Nor is there any reason to believe that adding information about language to teacher preparation programs would have an effect on practice. We need to keep in mind Richardson's concerns about the nature of foundational knowledge and the fact that we don't know what relationship it has to teaching practice. Because of this, any solution must start with the nature of the knowledge itself, and then consider external constraints. Perhaps a workable solution lies in combining Richardson's suggestions with some of the others. I will outline how this might be done, organizing my discussion around each of Richardson's three suggestions.

  1. "Cover as much content as possible during preservice teacher education so that some of these constructs may stick, to be called upon in times of need" (p. 96). Snow suggests the establishment of a first benchmark comprising the minimum that teachers need: "familiarity with the dimensions on which words and languages might vary and an unrelenting willingness to learn more" (p. 130). Support for including this portion of the needed knowledge about language in teacher preparation programs could come from professional organizations such as TESOL, NABE, NCTE, and IRA (Baca and Escamilla); from the work being done by the AFT on a core education curriculum (Feldman); and from strengthening the national standards for the preparation of teachers in various fields (Gollnick).
  2. "Within the teacher education program, develop a set of themes that are close to practice and that cut across many foundational areas" (p. 96). The suggestion to incorporate knowledge about language into the existing teacher education curriculum by distributing it across other disciplines (Bredekamp, Baca and Escamilla) could be implemented through this kind of theme teaching. Richardson suggests that a theme such as culture and cultural difference, addressed in all foundational classes, would "allow teachers to focus on problems of practice and understand how a response to these problems can be informed by foundational understandings" (p. 96). Collaboration between linguistics and education faculty (Bredekamp, Snow) would be needed to integrate the required educational linguistics content into the themes, and focusing on teacher performance instead of course content (Gollnick) would ensure that teachers would be able to put this foundational knowledge into practice.
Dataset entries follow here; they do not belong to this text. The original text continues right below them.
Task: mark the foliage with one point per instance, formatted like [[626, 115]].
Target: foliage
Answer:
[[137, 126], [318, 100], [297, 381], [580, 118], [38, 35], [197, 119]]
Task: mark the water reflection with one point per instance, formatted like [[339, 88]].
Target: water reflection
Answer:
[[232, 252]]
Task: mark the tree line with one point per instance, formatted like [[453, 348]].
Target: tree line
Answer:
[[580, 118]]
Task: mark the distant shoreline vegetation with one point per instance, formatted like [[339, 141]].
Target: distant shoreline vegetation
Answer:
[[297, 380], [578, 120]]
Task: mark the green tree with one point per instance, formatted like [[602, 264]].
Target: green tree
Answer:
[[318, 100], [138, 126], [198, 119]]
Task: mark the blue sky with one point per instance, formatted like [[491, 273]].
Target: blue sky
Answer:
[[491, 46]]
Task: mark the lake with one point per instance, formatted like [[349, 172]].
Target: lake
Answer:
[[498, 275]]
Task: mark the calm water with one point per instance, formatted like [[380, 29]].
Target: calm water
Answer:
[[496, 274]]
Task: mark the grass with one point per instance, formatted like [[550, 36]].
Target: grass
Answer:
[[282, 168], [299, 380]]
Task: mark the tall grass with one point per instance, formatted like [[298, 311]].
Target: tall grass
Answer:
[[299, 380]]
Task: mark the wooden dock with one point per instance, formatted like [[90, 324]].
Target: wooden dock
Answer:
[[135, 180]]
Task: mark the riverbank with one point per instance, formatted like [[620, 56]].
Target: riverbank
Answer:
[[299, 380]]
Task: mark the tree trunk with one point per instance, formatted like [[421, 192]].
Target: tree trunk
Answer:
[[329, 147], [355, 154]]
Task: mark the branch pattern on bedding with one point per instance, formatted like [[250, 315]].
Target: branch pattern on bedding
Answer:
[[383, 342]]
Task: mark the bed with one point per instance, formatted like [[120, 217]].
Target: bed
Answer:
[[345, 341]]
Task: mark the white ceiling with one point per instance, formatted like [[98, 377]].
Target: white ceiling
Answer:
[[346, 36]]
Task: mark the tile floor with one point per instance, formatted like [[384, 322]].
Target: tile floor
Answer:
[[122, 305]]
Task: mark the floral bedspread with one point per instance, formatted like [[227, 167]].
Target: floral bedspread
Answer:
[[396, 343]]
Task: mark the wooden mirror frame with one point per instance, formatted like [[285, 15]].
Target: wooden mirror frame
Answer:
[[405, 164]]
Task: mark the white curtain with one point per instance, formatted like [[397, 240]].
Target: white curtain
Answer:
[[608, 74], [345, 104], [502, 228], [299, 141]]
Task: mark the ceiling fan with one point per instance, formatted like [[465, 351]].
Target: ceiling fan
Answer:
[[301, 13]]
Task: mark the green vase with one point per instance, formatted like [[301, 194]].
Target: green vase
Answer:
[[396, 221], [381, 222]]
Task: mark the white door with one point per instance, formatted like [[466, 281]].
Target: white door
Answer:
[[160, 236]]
  3. "Recognize that preservice teacher education students can't possibly retain this knowledge for long and consider developing programs of staff development in which foundational knowledge may be used to question, explain, justify, and develop practical knowledge" (p. 96). A willingness to learn more is part of Snow's proposed first benchmark, thus ensuring that teachers would be receptive to increasing their knowledge about language through professional development. What is required is high quality language and culture professional development curricula (Baca and Escamilla), created through collaboration between education faculty and arts and sciences faculty (Snow). Masters programs in educational linguistics could be developed to train the staff developers who would implement the curricula. [-5-]

Those who are concerned about these issues need to recognize the fact that little or none of this will happen unless the need for teachers to have additional knowledge about language is recognized. In the epilogue, Snow speaks of "the difficulty of finding policy levers that would produce increased attention to educational linguistics in teacher preparation and ongoing development" (p. 125). Although difficult, this is a necessary base on which to build the implementation of Snow and Fillmore's proposal.
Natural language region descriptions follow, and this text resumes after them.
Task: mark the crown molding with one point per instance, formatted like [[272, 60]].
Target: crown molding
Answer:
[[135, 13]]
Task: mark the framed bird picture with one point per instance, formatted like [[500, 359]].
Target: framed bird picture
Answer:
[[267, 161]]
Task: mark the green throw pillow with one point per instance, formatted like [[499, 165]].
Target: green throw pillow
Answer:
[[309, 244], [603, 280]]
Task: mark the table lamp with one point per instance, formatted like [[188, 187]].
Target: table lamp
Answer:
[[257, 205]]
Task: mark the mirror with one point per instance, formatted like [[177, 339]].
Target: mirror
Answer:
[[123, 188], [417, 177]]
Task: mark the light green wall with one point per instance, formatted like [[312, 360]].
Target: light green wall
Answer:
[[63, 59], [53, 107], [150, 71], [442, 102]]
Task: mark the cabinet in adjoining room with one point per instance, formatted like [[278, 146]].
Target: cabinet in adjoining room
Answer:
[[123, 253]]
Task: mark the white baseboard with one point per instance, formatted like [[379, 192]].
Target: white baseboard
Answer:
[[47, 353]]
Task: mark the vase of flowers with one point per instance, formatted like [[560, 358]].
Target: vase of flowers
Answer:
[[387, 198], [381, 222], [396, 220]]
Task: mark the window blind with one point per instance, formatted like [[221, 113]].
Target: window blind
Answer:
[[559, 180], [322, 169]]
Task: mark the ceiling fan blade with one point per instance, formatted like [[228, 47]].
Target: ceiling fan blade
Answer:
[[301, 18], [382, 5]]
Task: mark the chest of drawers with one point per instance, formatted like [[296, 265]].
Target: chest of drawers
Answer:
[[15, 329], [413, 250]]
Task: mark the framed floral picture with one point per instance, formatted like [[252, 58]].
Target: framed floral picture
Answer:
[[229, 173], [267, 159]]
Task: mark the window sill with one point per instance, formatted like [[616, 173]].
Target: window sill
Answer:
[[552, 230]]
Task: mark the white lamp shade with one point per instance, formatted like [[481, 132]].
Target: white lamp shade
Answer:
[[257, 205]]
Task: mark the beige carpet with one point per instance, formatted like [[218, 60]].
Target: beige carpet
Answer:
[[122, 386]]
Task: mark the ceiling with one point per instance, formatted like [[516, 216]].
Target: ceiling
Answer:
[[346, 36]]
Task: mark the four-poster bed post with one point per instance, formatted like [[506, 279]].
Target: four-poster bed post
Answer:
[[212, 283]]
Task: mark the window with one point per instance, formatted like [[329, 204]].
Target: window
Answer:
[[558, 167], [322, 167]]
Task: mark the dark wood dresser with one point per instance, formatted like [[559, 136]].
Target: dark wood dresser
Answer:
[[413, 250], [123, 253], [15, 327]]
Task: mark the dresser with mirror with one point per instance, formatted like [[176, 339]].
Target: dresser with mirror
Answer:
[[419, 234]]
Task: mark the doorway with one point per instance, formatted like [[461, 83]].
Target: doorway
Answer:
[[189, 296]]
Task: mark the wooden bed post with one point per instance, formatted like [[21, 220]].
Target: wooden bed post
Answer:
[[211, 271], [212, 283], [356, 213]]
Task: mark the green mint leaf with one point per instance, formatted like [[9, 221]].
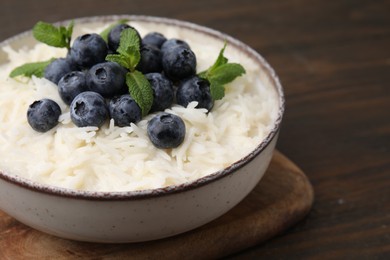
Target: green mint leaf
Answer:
[[129, 50], [52, 35], [122, 60], [217, 90], [140, 90], [105, 32], [226, 73], [29, 69], [221, 73]]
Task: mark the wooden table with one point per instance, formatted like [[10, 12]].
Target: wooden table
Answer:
[[333, 58]]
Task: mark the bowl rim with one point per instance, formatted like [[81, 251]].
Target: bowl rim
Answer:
[[152, 193]]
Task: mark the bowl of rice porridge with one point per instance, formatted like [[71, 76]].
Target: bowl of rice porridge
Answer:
[[110, 183]]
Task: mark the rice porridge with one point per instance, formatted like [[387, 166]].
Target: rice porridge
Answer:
[[112, 158]]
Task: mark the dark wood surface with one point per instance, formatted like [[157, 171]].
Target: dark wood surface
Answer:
[[333, 58]]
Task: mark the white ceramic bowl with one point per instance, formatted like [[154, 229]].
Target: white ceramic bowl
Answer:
[[113, 217]]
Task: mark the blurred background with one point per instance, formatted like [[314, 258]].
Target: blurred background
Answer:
[[333, 58]]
Even if these levers can be found, and a consensus reached on what knowledge is necessary and how best to provide that knowledge, it will obviously not be a cure for all the ills of public education in the U. S. However, knowledge about language can do much more to improve education than prescriptions such as "teach more phonics," because it enables teachers to understand why, when, and how to teach more phonics, or whatever the current demand might be. This will help them provide more effective teaching, not just for ELLs, vernacular dialect speakers, and those from different cultural backgrounds, but for all students.